It wasn’t long ago that rank-and-file Nationalists were piling steaming heaps of contempt on older voters. Now she intends to court them. Not to worry. The pro-Union movement is famously a well-oiled political machine. They’ll launch a counter-offensive sooner or later, and maybe even before Scotland becomes independent.
For a programme so marked by legislative inertia, the First Minister dedicated a fair whack of her remarks to productivity. To help those who wish to continue working from home, she unveiled a new Centre for Workplace Transformation. Maybe they should set it up at St Andrew’s House and transform that into a workplace.

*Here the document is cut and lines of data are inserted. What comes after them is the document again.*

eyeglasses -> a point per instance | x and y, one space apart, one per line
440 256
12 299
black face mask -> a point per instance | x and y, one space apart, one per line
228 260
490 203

She warned of ‘a tsunami of redundancies’ if the job retention scheme wasn’t extended by the UK Government, Scotland’s cruellest oppressor and largest employer.
The most promising pledge was to commission a review into setting up a National Care Service, a fine policy and just as fine when it appeared in Labour’s manifestos for the 2011, 2017 and 2019 elections. No doubt this brazen theft was why the First Minister felt the need to announce more investment in policing.
Independence, though, was what it was all about. Sturgeon sighed: ‘If this was a Programme for Government in an independent Scotland, it would not have to contemplate the damage of Brexit at all. Instead, it could set out even more far-reaching plans.’
They certainly would be more far-reaching, First Minister. Just not in the way you think.